While they are built to a very high standard, the design, notably the rig and single sail, don't make them the best choice for a extended blue water sailing. I'm sure the hull could survive just about anything but you may not trying to man handle that sail in 50+...


----------



## Vasco (Sep 24, 2006)

A guy from Toronto tried to circumnavigate with one. Unfortunately he lost the main (and only) halyard and drifted towards Antartica. He was finally rescued but the boat stayed afloat and ended up in South America. It was a borrowed boat and I think the owner eventually got it back. There was a book written about it but I can't remember the title. These boat's are strong but the rig is a bit much. By the way, they are not as easy to sail as they claim - the "only one line bit". There is also a choker line. Also when you reef the bunt in the "cradle" catches a lot of wind.


----------



## anchorsaweigh (Aug 19, 2000)

*Not easy to sail? I beg to differ...*



Vasco said:


> By the way, they are not as easy to sail as they claim - the "only one line bit". There is also a choker line. Also when you reef the bunt in the "cradle" catches a lot of wind.


The lines for a Nonsuch:

1 Halyard
1 Sheet
2 First reef
2 Second reef
1 Choker
1 Topping lift

You have one sheet to tend. You may have to adjust the choker (outhaul for you sloop-riggers) occasionally. Reefing is simple and I, nor anyone else I know who owns one, have never had a problem with the reefed sail in the lazyjacks.

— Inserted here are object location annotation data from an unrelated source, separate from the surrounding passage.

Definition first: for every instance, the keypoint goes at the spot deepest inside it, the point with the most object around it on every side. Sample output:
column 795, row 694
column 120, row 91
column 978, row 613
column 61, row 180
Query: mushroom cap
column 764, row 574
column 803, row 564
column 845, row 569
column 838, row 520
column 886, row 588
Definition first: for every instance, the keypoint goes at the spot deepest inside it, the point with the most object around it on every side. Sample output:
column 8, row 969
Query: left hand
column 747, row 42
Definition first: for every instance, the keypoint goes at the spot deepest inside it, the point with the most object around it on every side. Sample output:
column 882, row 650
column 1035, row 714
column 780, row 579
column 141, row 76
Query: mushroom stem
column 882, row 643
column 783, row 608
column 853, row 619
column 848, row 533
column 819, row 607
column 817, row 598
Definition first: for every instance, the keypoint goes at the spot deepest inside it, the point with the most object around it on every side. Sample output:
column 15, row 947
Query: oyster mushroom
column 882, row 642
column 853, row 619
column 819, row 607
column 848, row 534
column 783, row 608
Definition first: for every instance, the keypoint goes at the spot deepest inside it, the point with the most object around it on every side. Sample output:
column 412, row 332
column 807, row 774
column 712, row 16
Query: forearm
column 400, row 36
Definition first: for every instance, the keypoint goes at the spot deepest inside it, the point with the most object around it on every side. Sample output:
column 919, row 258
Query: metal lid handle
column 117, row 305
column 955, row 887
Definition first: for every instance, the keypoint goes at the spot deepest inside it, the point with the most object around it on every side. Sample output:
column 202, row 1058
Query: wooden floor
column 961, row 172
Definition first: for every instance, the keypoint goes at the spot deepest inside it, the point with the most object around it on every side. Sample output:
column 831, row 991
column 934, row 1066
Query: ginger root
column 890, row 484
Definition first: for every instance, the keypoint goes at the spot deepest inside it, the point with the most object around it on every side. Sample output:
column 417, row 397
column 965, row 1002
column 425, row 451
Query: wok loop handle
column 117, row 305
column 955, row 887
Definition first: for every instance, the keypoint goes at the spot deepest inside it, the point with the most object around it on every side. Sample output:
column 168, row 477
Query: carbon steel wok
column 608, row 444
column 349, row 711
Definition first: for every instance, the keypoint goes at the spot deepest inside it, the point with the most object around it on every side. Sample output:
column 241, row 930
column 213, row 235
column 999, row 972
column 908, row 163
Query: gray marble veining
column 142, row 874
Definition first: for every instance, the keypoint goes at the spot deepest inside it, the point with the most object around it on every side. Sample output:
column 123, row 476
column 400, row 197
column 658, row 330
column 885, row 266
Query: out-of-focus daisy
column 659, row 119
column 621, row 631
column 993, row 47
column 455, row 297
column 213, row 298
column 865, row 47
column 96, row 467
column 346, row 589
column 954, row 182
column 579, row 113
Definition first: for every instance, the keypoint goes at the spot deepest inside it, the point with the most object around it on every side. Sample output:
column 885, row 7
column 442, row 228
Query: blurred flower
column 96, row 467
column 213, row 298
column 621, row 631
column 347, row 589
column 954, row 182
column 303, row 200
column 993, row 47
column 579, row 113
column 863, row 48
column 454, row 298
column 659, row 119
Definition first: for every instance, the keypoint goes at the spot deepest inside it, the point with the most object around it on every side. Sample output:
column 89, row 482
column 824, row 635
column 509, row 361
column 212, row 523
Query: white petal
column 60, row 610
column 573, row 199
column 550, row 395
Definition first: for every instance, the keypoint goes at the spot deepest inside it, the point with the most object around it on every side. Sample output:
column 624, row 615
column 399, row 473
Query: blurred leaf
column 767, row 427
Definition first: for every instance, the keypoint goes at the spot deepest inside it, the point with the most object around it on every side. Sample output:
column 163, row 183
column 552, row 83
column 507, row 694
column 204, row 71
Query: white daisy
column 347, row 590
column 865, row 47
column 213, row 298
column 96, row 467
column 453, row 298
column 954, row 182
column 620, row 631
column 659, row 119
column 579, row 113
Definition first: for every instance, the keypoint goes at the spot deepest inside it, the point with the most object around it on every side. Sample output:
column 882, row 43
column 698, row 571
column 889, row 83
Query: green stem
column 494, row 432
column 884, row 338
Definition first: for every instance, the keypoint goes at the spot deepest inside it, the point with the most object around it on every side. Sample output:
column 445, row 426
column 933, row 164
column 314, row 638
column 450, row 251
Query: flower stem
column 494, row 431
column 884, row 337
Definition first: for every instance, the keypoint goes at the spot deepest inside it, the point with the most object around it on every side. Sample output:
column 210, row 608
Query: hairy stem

Some folks have an electric halyard winch to raise the sail. I don't, and I don't have a problem hauling it up by hand.

I raise the sail, release the topping lift, adjust the choker, kick back and trim when necessary. When tacking, simply turn the wheel and shift your butt a little bit.

When sailing a Nonsuch you can be as busy or lazy as you like. But you'd be hard-pressed to be really busy. It's the easiest boat I'VE ever sailed.

As far as blue-water cruising? It has been done; sometimes successfully, sometimes not. The PO of my boat sailed it back and forth between Ft Myers and Cape Cod preferring to travel offshore. He did this every year for twenty-four years without a problem.

I have had mine out in 50+ (not intentionally) and it handled just a tad tough, but fine double-reefed. The same day was steady at 40 - 45.

Many people totally misunderstand the boat, most with no experience with them whatsoever.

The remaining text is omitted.